第14話 初級魔導書の概論
「ファリマテク様、では魔導書を読んでみましょう」
サヴァルが初級魔導書を携えて、俺の部屋へとやって来た。今日から文字の勉強は初級魔導書を読みながら行われる。好きこそ物の上手なれではないが、興味あることから学ばせることで、俺を成長させようと傅役と家令は考えている様だ。
「まずは、魔法の概論についてです。読んでみて分からないことや言葉があったら、尋ねてください」
サヴァルは初級魔導書の内容について説明する前に、まずは俺に読ませる方針であった。この初級魔導書の読書は、そもそもが文字の勉強をするためなので、中身を理解するよりも、読むことが重視されている。
子供用の本など無いので、大人向けの本を読んで文章を読む訓練をしなければならないのだ。そのため、学ぶ者が興味のある本で文字や文章の勉強をするのが一般的なのである。
サヴァルに言われた通り、初級魔導書の概論に目を通す。すると、すぐに分からない単語や文章が出て来た。なので、俺はサヴァルに尋ねる。
「あぁ、これですか。これは――」
サヴァルは、俺の質問に丁寧に答え、分からないことを教えてくれる。サヴァルは初級魔導書を既に読み終えているので、ある程度は理解しているのだ。
しかし、サヴァルでも曖昧なところや理解出来ていないことがあった場合は、傅役のユクピテ卿が答えてくれる。傅役はサヴァルが教えている様子を眺めながら、上手く補助してサヴァルの成長を促していた。
こうして、俺は分からない言葉や単語が出る度に、サヴァルに尋ねていく。そして、サヴァルに教えて貰った内容を紙に書いて、纏めていった。
この世界の紙は、羊皮紙に似た紙で、植物の紙では無い。そのため、本は分厚いし、紙片も扱いづらいのだ。この羊皮紙の様な紙は、モンスターの皮を加工して作られているらしい。
「ファリマテク様、その紙を見せていただいてもよろしいですか?」
俺は前世の知識を活かし、語学のノートを纏める様に、単語や文法を整理して紙に書いていた。
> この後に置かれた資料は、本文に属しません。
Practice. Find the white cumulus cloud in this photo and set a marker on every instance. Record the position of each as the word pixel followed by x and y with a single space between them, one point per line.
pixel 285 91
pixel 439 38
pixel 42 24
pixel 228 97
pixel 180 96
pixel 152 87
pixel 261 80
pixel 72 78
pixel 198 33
それを横で見ていたサヴァルが気になった様で、中身を見せてくれと頼んでくる。仕方無いので、俺はサヴァルに紙を渡した。
「分かりやすい……」
まぁ、そりゃ前世で教育の専門家たちが考えたノートの取り纏め方を参考に書いてるんだから、それなりに分かりやすいだろう。
「ファリマテク様、私も若様の書を参考にさせていただいてもよろしいですか?」
「べつにい〜よ」
サヴァルは俺の取り纏め方を参考にさせて欲しいと語る。まぁ、好きにすれば良いんじゃないかな?俺が考えた訳では無いし。
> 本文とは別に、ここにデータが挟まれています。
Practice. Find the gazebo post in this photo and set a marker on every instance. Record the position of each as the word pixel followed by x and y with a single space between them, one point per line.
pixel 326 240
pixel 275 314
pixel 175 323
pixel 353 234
斯くして、俺は初級魔導書の前段に書かれている概論を一通り読めるようになったのであった。
一通り読めるようになったため、間違いが無いを音読してサヴァルに聞いてもらい、確認してもらう。
特に問題が無かったため、俺は概論の内容についてサヴァルに教えてもらうこととなった。サヴァルの教えに不備があった場合などは、ユクピテ卿が補足説明を入れてくれる。
こうして、俺は概論について大まかに理解することが出来た。
初級魔導書の概論に書かれていた中で特に重要なのは、魔法の属性についてである。
魔法は基本的に『火、水、土、風』の4つの属性と『光、闇』の属性に大まかに分けられている。更に細かく属性が分かれたり、他の属性もあるのだが、初級魔導書では取り上げないそうだ。
また、次に重要な内容として、魔法に身体強化魔法、生活魔法、攻撃魔法と言う分類に大きく分けられる。
身体強化魔法は、その名の通り身体を強くする魔法だ。生活魔法は先程挙げた基本的な属性の魔法の中でも魔力消費量が低く、殺傷能力の無い弱い部類の魔法が該当する。
攻撃魔法は魔力消費が大きいものの、殺傷能力の高い強力な魔法だ。攻撃魔法と大まかに分類されているが、回復魔法や支援魔法などの魔力消費量の大きな魔法を総称して呼ばれているそうだ。
魔力保有量の少ないチャルカンは身体強化魔法と生活魔法しか使えないが、魔力保有量の多い貴族は、攻撃魔法を使える。貴族であるかチャルカンであるかの差の判断は、攻撃魔法に該当する魔法が使えるか使えないかであった。
因みに、チャルカンである平民を除いた大部分の「平民」と呼ばれる層は、魔力保有量が微弱であり、身体強化魔法や生活魔法すら使えない。
魔法とは貴族やチャルカンのみが使える特権であった。例外はある様だが、初級魔導書の概論に書かれていない。
これらが、初級魔導書の概論に書かれていた大まかな内容の中で重要なものである。
概論を読み終えた俺は、次のステップに進むことを期待するのであった。